I felt then that she placed no very high estimate upon my worth, and on her part this was but natural, for among country people school-teaching is looked upon as a lazy calling.

"I have not chosen teaching as my real vocation," I answered.

"Hike, there, I tell you! Hike!"

"It is my aim to be a lawyer, to be eloquent, to stir emotions, to be strong in the presence of men. My earlier advantages, no matter how I sought to turn them about, gave me no promise of reaching the bar; I had good primary training, but in reality I had to educate myself, and in the work of a teacher I saw a hope to lead me onward."
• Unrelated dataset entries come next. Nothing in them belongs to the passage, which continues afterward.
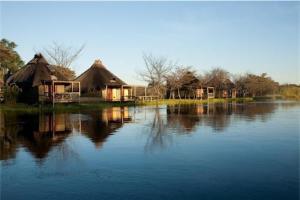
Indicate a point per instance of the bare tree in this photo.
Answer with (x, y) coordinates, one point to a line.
(181, 76)
(155, 72)
(61, 55)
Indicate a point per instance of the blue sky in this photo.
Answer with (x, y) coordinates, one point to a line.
(240, 37)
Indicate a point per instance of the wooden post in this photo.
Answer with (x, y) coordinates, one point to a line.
(122, 94)
(105, 92)
(53, 94)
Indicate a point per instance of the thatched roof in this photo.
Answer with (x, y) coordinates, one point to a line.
(35, 72)
(97, 76)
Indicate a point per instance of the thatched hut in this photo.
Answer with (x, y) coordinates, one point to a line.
(100, 82)
(39, 83)
(191, 87)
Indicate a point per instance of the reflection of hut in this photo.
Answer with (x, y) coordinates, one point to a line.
(99, 128)
(116, 114)
(1, 84)
(41, 133)
(100, 82)
(39, 84)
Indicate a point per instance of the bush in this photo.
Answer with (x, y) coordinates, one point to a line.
(11, 94)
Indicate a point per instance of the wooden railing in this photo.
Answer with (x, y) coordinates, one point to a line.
(66, 97)
(147, 98)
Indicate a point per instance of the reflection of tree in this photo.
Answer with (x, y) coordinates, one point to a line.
(38, 133)
(158, 137)
(217, 116)
(100, 125)
(8, 135)
(45, 132)
(184, 118)
(255, 111)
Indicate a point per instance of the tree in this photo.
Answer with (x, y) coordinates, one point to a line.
(254, 85)
(62, 57)
(10, 60)
(218, 78)
(182, 78)
(155, 73)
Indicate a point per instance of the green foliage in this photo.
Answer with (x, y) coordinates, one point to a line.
(254, 85)
(11, 94)
(9, 58)
(290, 91)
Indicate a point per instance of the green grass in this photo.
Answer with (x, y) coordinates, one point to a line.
(192, 101)
(100, 105)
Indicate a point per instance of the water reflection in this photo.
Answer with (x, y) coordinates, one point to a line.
(40, 133)
(186, 119)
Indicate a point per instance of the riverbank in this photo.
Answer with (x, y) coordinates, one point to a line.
(101, 105)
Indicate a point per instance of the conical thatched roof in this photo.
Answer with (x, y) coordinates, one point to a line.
(35, 72)
(97, 76)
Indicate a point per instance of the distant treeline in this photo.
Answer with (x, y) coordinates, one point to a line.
(166, 77)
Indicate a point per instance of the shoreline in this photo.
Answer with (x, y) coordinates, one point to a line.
(19, 107)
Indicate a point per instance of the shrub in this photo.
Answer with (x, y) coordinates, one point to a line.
(11, 94)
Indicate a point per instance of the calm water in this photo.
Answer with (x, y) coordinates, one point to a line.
(227, 151)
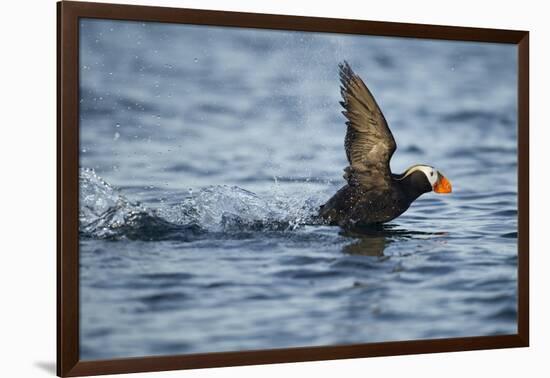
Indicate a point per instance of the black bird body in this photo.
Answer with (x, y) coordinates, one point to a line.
(357, 205)
(373, 195)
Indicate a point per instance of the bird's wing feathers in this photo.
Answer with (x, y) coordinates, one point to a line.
(369, 142)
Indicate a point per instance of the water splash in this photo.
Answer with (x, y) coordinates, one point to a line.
(107, 214)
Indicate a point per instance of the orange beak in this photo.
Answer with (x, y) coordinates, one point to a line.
(443, 185)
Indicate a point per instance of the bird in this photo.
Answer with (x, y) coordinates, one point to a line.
(373, 195)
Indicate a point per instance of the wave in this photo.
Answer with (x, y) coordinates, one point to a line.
(105, 213)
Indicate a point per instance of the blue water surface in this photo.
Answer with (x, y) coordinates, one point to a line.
(205, 152)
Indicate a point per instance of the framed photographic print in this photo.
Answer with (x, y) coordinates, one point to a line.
(239, 188)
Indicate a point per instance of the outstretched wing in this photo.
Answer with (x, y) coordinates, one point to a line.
(369, 142)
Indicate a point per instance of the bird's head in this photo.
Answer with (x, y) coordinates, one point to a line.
(426, 179)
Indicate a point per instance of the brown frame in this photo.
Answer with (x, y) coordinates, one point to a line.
(68, 13)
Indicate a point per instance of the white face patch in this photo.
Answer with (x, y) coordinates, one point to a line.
(430, 172)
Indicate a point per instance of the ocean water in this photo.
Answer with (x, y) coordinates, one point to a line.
(206, 151)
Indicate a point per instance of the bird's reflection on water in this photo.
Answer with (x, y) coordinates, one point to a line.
(373, 240)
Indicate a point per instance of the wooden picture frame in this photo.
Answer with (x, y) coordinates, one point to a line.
(69, 13)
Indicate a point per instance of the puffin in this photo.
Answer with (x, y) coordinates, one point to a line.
(373, 194)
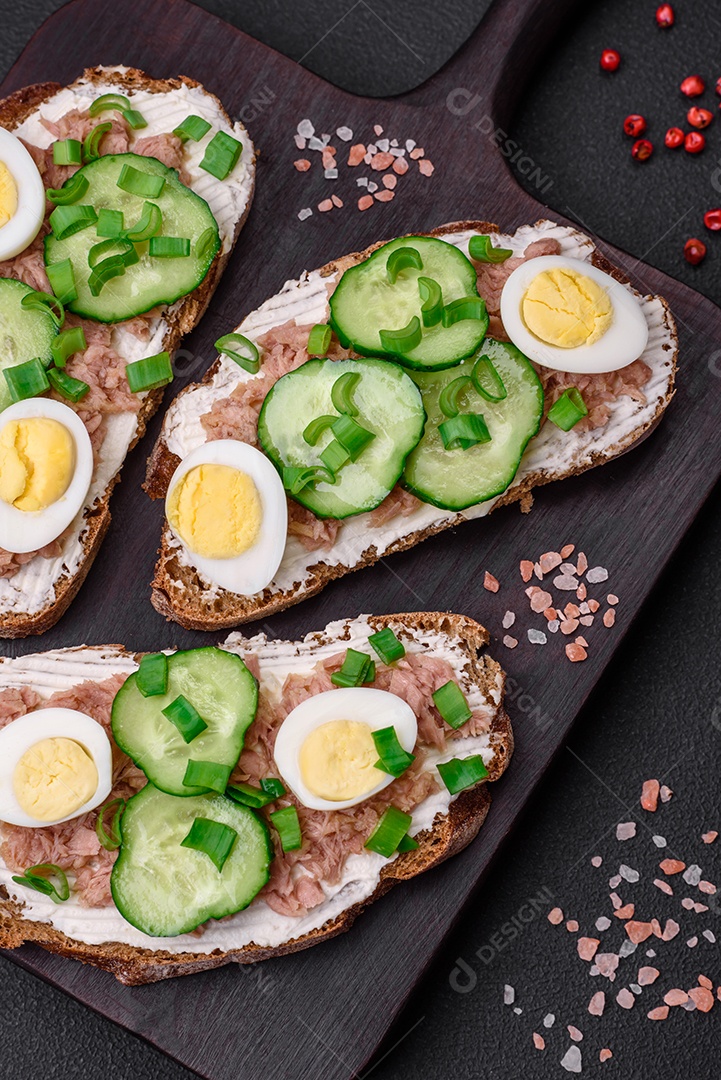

"Came within one of letting them fight to a finish," said the old man, stepping into the room.

"Limuel, why will you always humiliate me?" his wife asked, placing a chair for him.

"Humiliate you! Bless your life, I wouldn't humiliate you. The only trouble is that you are tryin' to make me fit a garment you've got, ruther than to make the garment fit me. I ain't doin' no harm, Susan, and it's my way, and you can't very well knock the spots off'en a leopard nur skin an Etheopian. Here comes Alf."

The son was a young fellow of good size, shapely, and with his mother's black eyes. Guinea introduced me to him, and at once I felt that I should like to win his friendship. The old man explained my presence there. "And now," said he, "I want you to go over to old Perdue's with him after dinner and see if any arrangements can be made. He's goin' to board with us, and I want to tell you right now that he is from good stock; his grandaddy was the captain of the company that my daddy fit in durin' the Creek war, and from what I learn I don't reckon there was ever sich fightin' before nor since. What are they doin' over at the General's?"

"Nothing much," Alf answered. "They started to plow this morning, but it is still most too wet."

"Was Millie at home?" Guinea asked.

"I think so, but I suppose you know that Chid isn't."

"Never mind that," the old man spoke up. "Leave all cuttin' and slashin' to folks that ain't no kin to each other. You've been to dinner, have you, Alf? Well, hitch the mare to the buckboard and go with this gentleman over to old Perdue's."